Jack Losch, Player on First Little League World Series Championship Team, Passes Away

Played college and pro football, and was a jet fighter pilot

Jack Losch delivers remarks in 1996 at the announcement naming him as the honorary chairman of the Little League Baseball World Series 50th Anniversary Celebration Committee.

WILLIAMSPORT, Pa. (May 28, 2004) – Little League International is saddened by the passing early this morning of John “Jack” Losch, who was the center fielder on the first Little League Baseball World Series championship team, then went on to a life many could only dream about.

Jack Losch went two-for-four for Williamsport’s Maynard Midgets in a 16-7 victory against Lock Haven, Pa., in the first Little League Baseball World Series championship game on Aug. 23, 1947.

“Those are the kind of memories that stick with you forever,” said Mr. Losch in 1996, when he was named honorary chairman of the Little League Baseball World Series 50th Anniversary Celebration Committee, just after retiring and moving back to the Williamsport area. “Playing in the Little League World Series gave me the confidence in myself to know there was nothing I couldn’t do.”

Mr. Losch went on to become a multi-sport star at Williamsport High School, and he earned a football scholarship to the University of Miami. An All-America running back, he still holds the Hurricanes’ team record for the longest run from scrimmage, 90 yards (in a 1955 game against Bucknell University). His 39.3-yards-per-carry average in that game also stands as a record at Miami. He led the team in receiving yards (206) and points scored (31) that year.

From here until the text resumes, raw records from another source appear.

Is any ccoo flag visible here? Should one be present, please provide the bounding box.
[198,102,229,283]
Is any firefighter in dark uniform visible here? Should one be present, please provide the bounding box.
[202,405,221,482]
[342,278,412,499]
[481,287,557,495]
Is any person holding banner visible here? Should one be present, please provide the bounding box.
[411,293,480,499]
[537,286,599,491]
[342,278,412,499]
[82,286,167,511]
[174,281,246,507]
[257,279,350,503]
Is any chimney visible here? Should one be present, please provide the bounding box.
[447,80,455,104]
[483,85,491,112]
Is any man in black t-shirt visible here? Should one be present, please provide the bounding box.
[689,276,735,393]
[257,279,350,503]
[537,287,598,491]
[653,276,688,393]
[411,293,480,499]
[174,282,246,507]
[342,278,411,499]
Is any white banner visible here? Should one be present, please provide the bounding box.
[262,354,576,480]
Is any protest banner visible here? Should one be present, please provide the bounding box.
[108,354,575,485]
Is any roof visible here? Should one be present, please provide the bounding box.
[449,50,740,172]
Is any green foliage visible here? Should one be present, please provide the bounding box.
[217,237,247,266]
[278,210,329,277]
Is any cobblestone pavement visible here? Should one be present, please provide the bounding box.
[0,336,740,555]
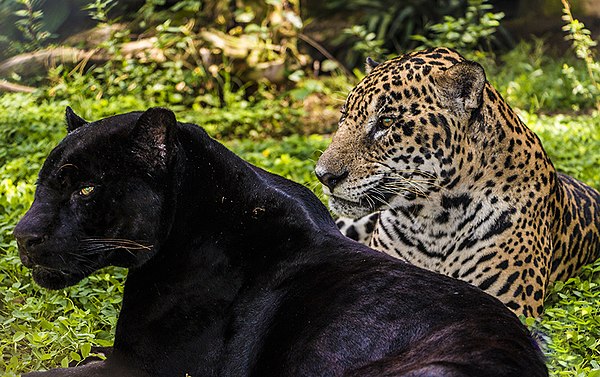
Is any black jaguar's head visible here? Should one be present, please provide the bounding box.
[14,108,176,289]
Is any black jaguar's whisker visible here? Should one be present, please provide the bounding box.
[81,238,152,250]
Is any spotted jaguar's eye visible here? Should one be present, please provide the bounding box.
[377,117,395,128]
[79,186,95,196]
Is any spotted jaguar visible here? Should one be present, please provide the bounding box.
[315,48,600,317]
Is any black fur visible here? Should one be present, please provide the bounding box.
[15,109,547,377]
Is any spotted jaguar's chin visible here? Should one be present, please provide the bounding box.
[31,265,85,289]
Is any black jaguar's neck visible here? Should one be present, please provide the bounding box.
[165,124,337,266]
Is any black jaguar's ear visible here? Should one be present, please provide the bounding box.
[65,106,88,132]
[365,56,379,75]
[437,61,485,112]
[131,107,177,167]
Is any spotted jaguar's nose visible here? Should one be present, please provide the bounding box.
[315,169,348,192]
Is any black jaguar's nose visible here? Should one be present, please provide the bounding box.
[315,170,348,191]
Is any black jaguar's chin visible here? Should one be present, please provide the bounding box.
[31,266,84,289]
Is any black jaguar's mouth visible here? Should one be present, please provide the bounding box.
[31,265,83,289]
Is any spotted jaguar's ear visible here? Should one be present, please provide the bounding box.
[65,106,88,133]
[365,56,379,75]
[437,61,485,113]
[131,107,177,167]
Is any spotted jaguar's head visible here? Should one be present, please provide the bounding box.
[315,48,486,218]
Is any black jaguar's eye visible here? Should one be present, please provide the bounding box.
[79,186,96,196]
[377,117,396,128]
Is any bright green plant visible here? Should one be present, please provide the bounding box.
[561,0,600,111]
[412,0,504,51]
[83,0,117,23]
[488,40,595,112]
[5,0,52,53]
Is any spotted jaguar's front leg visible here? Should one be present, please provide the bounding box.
[336,212,379,245]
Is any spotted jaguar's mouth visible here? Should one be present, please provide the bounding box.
[329,178,425,218]
[329,195,378,218]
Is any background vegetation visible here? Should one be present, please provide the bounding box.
[0,0,600,376]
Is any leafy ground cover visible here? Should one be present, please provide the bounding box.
[0,55,600,376]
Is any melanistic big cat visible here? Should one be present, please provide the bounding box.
[14,108,547,377]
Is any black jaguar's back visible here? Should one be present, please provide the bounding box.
[15,109,547,377]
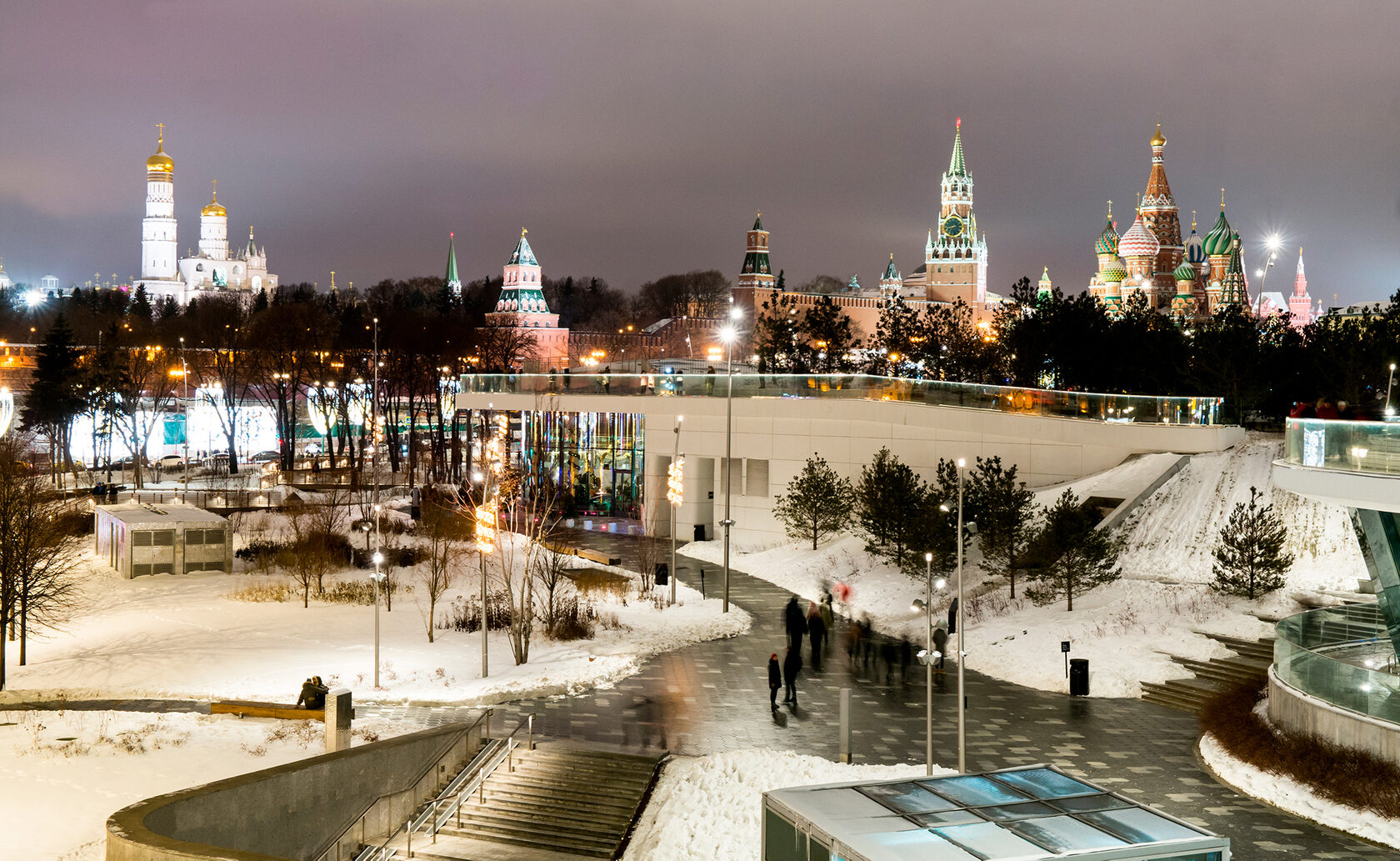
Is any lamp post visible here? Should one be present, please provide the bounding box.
[720,308,743,613]
[958,458,968,774]
[667,416,686,603]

A first-round draft choice of the Green Bay Packers in 1956, Mr. Losch was picked 16 rounds ahead of future Pro Football Hall of Fame quarterback Bart Starr. Mr. Losch spent one year in the National Football League, then served in the U.S. Air Force for three years as a jet fighter pilot. He could not return to football because of an injury, so he went on to the world of business. He retired in 1996 after 37 years at General Motors, where he was Director of Fleet Services.

“Throughout his life, Jack Losch remained a great friend of Little League,” said Stephen D. Keener, president and chief executive officer of Little League Baseball and Softball. “Nobody has had a life quite like Jack’s, and we will all miss him.”
Mr. Losch’s brother, Joe, has been a Little League staff member for more than three decades, and is now the vice president of operations and corporate secretary for Little League Baseball and Softball.

“Jack and Joe were as close as two brothers can be,” Mr. Keener said. “Joe has always talked about his brother with well-deserved pride. Our prayers and our deepest sympathy goes to the Losch family and all of Jack’s many friends.”

In the next few weeks, Little League International will be considering an appropriate way to memorialize the life and contributions of Jack Losch to the Little League program.
 

The 1947 Little League Baseball World Series champions, the Maynard Midgets of Williamsport, Pa., were the first Series champions in Little League's history. Jack Losch, who played center field for the team, is standing directly behind the trophy.